Certainly. I think that my hon. Friend is absolutely right. The question of industrial investment is worrying and very important. This is why, in his measures last month, my right hon. Friend the Chancellor of the Exchequer made available £1,800 million more for industry in 1975. This is the basis for the new and justified confidence in industry, which is reflected on the Stock Exchange—[Interruption.] I should have thought that the right hon. Gentleman would accept that. Secondly, the Bill for the establishment of the National Enterprise Board, which will make a great deal of money available to industry, is now before the House. This again will contribute enormously to the whole range of investment.

I should like to congratulate you, Mr. Speaker, on your great discernment—

Not everyone would have discerned a tribute in that cackle from Labour Members.

Will the right hon. Gentleman accept the respectful congratulations of this side of the House on the way in which he believes everything his colleagues tell him, founded or unfounded?

Perhaps I could congratulate the right hon. Gentleman on surviving to fight another day. I selected the criterion for the returning confidence which I thought the right hon. Gentleman would have accepted. There are others, of course. Perhaps I could add a third point to the two I put to my hon. Friend—that is, the money available through Finance for Industry. So there is £1·8 billion made available by the Chancellor, there is the National Enterprise Board legislation before the House and there is a large amount in Finance for Industry. Those are the causes for the returning confidence of industry.

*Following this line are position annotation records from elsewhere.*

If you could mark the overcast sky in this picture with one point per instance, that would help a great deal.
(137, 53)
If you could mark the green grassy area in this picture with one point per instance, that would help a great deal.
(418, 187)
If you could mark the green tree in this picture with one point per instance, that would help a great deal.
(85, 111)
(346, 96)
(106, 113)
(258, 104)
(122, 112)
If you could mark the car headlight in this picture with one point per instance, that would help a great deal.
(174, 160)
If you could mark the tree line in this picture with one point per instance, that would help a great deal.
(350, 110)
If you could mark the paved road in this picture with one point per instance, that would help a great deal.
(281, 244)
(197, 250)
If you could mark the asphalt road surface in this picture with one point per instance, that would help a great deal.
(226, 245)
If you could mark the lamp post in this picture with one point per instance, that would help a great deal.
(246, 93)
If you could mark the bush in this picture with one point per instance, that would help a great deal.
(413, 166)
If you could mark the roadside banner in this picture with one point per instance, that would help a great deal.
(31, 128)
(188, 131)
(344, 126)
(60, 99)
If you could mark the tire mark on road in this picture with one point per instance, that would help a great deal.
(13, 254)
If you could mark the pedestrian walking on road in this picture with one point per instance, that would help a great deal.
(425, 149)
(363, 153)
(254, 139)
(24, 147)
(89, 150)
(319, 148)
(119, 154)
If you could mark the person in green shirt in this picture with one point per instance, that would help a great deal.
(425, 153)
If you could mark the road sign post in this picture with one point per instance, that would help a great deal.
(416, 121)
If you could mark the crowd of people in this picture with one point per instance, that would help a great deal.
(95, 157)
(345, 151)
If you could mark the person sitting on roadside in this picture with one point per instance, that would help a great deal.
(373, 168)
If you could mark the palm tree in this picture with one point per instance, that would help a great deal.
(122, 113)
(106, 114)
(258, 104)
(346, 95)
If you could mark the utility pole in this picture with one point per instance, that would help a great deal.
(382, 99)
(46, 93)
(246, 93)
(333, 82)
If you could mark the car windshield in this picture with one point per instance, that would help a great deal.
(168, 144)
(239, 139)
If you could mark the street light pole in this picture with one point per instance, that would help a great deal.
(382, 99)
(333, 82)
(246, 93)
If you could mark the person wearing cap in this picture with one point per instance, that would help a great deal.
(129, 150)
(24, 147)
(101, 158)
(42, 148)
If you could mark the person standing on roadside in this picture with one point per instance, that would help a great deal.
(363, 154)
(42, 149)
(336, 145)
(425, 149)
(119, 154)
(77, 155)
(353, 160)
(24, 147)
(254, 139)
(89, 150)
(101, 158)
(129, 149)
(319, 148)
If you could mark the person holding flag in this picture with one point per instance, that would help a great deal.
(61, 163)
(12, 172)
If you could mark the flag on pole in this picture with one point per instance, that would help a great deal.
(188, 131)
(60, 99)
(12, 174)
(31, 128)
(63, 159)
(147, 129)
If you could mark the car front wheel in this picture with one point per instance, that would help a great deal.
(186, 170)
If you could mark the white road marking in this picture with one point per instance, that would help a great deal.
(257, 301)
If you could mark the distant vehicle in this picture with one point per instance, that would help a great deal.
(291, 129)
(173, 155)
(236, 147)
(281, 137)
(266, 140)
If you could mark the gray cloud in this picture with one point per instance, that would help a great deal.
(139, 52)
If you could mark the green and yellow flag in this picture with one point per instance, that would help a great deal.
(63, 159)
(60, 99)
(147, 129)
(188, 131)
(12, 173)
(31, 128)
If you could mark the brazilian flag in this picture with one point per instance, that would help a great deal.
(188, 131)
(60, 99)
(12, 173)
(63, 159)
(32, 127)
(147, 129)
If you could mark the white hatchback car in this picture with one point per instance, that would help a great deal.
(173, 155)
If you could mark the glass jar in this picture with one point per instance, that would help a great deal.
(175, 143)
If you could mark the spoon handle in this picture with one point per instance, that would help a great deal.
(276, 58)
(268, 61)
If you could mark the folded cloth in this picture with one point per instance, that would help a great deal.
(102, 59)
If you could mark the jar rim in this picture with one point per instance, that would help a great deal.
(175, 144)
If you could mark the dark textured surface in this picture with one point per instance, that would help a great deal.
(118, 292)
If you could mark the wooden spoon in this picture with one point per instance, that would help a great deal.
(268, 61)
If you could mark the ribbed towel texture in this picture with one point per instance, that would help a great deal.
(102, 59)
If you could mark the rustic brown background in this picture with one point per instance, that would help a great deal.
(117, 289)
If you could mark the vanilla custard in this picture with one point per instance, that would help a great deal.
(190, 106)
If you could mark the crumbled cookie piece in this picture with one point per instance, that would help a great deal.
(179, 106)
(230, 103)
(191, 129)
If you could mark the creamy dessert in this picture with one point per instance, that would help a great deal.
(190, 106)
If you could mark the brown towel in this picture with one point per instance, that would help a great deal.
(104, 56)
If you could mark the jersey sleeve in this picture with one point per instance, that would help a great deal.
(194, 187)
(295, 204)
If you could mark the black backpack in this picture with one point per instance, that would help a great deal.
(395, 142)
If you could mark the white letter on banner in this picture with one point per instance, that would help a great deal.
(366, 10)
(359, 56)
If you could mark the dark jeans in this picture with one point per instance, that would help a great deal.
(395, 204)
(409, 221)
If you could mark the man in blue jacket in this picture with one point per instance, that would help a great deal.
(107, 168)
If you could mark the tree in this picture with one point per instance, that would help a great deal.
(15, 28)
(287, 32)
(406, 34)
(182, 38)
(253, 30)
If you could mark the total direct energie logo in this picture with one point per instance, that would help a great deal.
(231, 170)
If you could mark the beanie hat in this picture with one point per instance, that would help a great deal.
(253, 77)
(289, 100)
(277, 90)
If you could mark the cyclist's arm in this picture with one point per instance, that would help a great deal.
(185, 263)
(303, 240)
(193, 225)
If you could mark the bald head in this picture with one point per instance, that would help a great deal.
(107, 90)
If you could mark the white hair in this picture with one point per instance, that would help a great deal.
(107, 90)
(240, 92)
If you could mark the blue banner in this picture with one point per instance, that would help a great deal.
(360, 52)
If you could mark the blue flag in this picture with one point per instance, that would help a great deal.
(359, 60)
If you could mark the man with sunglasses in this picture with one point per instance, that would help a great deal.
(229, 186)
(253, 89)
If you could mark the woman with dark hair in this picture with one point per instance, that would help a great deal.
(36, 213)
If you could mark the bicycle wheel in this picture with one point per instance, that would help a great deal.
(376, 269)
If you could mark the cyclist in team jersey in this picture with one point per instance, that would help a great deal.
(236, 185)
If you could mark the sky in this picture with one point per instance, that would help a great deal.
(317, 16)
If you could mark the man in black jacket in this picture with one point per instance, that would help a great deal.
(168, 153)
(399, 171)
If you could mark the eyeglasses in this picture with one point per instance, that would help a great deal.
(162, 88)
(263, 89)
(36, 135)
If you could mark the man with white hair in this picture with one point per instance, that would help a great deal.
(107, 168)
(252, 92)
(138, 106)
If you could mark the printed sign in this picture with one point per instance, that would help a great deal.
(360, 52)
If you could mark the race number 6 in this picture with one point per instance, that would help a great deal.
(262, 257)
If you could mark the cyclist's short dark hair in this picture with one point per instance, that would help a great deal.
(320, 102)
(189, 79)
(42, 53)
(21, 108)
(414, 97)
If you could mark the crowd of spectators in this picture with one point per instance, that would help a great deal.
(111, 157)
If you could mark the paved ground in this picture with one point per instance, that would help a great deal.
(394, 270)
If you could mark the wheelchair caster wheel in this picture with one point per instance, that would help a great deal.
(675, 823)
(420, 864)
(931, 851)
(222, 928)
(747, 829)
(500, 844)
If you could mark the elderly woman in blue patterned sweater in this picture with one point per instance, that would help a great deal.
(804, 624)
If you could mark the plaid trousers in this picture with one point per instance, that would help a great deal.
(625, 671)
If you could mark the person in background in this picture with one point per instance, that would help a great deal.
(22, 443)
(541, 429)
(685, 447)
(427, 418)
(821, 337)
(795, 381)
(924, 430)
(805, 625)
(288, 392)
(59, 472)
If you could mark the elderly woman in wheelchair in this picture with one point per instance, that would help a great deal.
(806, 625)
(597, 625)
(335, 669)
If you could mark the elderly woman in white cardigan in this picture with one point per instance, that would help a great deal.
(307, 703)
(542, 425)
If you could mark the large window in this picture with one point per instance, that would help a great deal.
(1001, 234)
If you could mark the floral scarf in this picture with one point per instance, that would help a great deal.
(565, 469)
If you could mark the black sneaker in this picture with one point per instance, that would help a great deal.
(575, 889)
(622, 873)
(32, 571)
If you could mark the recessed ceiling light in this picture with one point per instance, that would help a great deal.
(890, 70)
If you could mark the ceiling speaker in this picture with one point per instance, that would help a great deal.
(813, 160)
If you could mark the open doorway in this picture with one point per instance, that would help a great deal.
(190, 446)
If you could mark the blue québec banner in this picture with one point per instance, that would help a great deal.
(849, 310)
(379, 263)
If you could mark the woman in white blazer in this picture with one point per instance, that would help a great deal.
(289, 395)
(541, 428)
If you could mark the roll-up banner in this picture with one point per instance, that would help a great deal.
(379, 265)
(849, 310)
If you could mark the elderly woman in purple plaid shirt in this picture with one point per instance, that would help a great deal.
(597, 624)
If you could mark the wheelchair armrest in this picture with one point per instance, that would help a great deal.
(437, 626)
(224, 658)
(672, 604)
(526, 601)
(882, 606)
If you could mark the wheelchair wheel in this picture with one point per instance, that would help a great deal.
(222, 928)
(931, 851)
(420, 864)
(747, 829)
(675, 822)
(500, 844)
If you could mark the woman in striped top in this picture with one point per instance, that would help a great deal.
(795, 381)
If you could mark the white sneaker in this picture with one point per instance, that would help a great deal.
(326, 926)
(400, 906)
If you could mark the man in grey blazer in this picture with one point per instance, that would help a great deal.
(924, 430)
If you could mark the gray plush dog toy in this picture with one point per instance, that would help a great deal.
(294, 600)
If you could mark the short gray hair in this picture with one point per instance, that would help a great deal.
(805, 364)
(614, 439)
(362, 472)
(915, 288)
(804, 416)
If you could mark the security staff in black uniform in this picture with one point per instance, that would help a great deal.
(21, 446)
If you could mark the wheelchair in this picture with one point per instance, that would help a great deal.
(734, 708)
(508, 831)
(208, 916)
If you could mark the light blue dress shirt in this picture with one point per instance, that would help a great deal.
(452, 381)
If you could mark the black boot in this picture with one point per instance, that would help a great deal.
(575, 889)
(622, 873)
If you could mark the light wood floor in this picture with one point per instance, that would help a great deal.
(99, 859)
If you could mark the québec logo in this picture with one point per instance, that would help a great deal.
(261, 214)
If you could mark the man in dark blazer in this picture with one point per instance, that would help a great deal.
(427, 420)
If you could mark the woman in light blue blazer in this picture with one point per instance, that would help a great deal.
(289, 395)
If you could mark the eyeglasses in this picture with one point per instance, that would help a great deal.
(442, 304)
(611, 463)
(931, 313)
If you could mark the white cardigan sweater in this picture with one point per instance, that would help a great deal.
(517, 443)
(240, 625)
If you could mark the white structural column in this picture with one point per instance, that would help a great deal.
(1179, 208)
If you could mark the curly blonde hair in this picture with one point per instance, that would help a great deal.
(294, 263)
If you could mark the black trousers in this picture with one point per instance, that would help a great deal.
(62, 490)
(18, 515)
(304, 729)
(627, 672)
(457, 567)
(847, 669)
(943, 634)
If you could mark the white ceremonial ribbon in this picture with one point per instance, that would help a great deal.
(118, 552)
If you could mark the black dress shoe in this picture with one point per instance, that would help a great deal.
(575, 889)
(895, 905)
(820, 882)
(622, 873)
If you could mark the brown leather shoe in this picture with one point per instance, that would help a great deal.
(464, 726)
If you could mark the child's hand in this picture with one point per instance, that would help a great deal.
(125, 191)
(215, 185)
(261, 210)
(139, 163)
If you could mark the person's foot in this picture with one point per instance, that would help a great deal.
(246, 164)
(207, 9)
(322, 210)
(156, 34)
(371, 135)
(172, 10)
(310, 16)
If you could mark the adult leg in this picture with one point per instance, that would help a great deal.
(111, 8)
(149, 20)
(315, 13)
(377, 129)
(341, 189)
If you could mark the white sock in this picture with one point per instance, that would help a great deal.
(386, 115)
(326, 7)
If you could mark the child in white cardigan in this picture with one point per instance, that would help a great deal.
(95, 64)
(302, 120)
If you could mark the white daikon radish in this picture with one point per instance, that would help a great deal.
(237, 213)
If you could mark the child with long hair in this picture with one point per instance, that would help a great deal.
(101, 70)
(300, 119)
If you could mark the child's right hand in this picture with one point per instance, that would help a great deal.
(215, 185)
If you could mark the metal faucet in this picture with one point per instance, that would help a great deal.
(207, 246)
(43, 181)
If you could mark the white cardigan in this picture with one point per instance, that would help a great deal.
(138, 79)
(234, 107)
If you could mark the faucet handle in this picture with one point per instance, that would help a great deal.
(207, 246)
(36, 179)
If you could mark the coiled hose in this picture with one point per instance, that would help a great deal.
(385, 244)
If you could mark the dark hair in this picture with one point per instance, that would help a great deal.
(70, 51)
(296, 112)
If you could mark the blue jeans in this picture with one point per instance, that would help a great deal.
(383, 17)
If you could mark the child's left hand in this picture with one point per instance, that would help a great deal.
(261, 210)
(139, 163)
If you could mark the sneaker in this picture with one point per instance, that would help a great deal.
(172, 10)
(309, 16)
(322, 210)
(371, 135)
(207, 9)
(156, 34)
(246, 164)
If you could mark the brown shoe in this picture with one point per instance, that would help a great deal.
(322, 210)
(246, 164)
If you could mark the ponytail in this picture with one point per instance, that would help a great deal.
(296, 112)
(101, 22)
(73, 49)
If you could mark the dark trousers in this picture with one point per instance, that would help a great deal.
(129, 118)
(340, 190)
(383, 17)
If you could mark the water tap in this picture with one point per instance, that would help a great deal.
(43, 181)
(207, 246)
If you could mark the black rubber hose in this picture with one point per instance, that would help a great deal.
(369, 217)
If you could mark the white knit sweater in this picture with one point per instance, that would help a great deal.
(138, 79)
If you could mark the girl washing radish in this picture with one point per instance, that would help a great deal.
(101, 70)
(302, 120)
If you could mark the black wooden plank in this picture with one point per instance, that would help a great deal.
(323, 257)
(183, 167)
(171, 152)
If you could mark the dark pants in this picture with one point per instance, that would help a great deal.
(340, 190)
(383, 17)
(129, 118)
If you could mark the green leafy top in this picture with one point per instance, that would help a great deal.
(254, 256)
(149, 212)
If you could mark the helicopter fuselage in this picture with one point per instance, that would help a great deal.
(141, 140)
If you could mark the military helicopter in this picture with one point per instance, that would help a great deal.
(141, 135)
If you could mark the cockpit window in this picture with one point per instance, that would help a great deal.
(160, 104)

Will my right hon. Friend accept that certain industries, particularly textiles and footwear, are now particularly susceptible to imports? Will he draw to the attention of his right hon. Friends the Secretaries of State for Trade and Industry and the Foreign Secretary the need for an early decision on the imposition of import quotas?

I discussed this with my right hon. Friend after I was last asked about it, I think last week. Certainly this matter is concerning the Government a great deal at present.

Quite apart from the overwhelming confidence in the Government's industrial policies so well displayed in the investment figures just published, will the right hon. Gentleman seriously consider the question of industrial development certificates, which undoubtedly is holding up a great deal of investment? Whatever the Government may say, whether it be this or another Government, the fact is that industry will move only where it wants to move. Can the right hon. Gentleman look seriously at the whole question of industrial development certificates, which is holding up, especially in the West Midlands, desirable industrial development?

This is certainly an important point, but the right hon. Gentleman will remember that we adjusted the criterion for the grant of industrial development certificates on 1st September last year. This has helped a great deal. In this matter we have to hold a balance between the desire of industry to move where it wishes and the important aspect of regional policy to correct the imbalances in our economy.

Will my right hon. Friend accept from me the assurance that he has more than 11 supporters on the Government side of the House? At the same time, will he reassure those of us who represent constituencies in the Northern Region, where unemployment is consistently far higher than it is in any other part of Great Britain, apart from Northern Ireland, that he will not relax or see his right hon. Friends relax such things as industrial development certificates or suppress his efforts to promote the National Enterprise Board and other aspects of Government policy which will help to develop industry in the region which we represent?

I quite agree with my hon. Friend. Being the Member for a constituency adjacent to his, I am not likely to forget the matters he raises. But certainly the fight against unemployment is our major preoccupation in 1975, together with controlling inflation.